Se trata de una concepción de la política viciada por la subcultura imperante en el país, donde el uso del cuerpo (no sólo por parte de las mujeres) es una pieza de la campaña política. Parece que no ha sido suficiente con cuestionar los ideales políticos o poner en venta la ideología, sino que han llegado a perder la dignidad personal y a considerar el cuerpo como un medio para alcanzar el poder. El cuerpo como instrumento, la predisposición para hacer cualquier cosa con tal de ocupar un escaño parlamentario; inteligencia o belleza, cabeza o pechos…

Las declaraciones no han causado gran asombro a la hipócrita sociedad civil italiana, lo que demuestra que se trata de un método, probablemente, de uso generalizado dentro del panorama político nacional. Se han levantado pocas voces indignadas, otras airadas. De momento, queda claro que si el proyecto de ley que prevé penas de cárcel para los clientes de las prostitutas se convierte en ley, ¡“veremos a muchísimos parlamentarios arrestados”! Bueno, no serían condenados porque, a diferencia de los otros “usuarios finales”, gozan de inmunidad. Se trata de un escándalo más que se suma a lo que ya provoca tanta vergüenza a los italianos por los lamentables espectáculos que brindan sus funcionarios públicos.

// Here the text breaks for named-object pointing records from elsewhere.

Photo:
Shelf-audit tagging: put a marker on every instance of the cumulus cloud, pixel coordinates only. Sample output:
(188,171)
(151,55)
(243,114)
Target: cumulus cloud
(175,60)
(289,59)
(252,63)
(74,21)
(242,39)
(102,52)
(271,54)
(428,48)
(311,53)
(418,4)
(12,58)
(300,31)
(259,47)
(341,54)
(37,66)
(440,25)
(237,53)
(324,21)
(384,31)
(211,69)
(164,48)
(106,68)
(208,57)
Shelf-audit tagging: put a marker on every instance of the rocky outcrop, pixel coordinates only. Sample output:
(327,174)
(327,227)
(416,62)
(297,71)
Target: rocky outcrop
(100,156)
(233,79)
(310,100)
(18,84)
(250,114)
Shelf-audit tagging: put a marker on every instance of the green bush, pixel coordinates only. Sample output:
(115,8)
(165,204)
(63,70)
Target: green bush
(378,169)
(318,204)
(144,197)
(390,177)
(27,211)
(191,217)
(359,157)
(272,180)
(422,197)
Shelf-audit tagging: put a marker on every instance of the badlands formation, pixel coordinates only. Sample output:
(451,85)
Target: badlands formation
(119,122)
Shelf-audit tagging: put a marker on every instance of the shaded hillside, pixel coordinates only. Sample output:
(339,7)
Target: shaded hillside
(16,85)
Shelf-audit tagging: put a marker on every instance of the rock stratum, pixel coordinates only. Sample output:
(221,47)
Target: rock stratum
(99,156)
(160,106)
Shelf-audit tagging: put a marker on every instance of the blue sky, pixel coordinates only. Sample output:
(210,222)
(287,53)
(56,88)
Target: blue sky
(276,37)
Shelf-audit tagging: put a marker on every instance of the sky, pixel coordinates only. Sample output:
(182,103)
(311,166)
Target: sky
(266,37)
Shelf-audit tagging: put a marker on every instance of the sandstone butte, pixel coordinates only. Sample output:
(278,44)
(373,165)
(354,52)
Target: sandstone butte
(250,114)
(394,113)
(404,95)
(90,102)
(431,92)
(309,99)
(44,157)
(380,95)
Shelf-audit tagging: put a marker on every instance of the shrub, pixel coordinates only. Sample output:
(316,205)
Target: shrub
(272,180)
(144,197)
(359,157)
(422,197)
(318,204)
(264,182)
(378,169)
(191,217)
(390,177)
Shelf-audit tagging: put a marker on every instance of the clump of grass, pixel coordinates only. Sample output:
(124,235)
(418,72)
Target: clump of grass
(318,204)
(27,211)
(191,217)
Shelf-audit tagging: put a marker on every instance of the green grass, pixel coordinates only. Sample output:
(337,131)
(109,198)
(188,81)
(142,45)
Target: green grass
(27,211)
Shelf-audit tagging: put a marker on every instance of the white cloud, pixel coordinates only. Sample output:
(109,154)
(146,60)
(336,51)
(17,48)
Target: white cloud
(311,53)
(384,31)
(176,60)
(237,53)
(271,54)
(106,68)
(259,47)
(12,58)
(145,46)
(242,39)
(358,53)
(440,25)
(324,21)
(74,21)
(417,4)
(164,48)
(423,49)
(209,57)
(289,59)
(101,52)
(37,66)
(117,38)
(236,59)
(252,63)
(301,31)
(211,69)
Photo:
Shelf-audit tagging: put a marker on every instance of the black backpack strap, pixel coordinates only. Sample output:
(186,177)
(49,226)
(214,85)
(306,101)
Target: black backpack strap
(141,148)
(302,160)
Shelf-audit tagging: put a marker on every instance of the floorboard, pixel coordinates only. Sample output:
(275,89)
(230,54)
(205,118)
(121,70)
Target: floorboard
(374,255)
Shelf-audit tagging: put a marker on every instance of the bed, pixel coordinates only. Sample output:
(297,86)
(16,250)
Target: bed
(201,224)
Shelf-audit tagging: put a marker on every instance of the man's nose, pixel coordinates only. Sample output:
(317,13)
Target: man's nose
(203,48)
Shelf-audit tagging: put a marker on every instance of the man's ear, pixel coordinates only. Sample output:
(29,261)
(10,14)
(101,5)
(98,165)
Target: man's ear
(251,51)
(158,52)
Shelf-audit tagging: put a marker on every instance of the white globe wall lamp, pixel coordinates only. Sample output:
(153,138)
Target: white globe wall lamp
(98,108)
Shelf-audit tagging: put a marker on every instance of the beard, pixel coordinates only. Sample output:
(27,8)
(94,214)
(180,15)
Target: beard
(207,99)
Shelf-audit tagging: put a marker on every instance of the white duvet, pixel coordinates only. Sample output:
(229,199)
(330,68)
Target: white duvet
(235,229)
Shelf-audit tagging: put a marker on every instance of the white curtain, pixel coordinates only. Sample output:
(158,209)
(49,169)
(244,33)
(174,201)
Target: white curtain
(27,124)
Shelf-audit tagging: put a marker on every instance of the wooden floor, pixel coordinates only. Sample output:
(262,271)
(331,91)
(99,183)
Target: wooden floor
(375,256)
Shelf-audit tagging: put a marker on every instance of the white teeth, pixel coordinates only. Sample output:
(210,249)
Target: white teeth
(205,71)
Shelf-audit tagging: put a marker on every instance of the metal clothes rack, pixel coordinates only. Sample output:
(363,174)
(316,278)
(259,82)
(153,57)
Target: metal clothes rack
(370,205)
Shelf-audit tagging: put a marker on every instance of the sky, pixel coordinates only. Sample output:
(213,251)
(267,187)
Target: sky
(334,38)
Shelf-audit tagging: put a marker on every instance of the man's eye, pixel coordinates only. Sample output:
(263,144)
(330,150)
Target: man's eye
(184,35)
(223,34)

Cada vez parece más acertado el neologismo del periodista Guzzanti (antaño berlusconiano convencido, ahora gran enemigo del primer ministro) “Putocracia” acuñado para definir el escenario político italiano, el sistema de poder implantado por Berlusconi a través de las candidaturas de velinas (vedettes) o escorts. O como dijo Verónica Lario, ex mujer de Berlusconi, “basura sin pudor”, “divertimento del emperador”, “descaro y falta de contención del poder que ofende la credibilidad de todas”.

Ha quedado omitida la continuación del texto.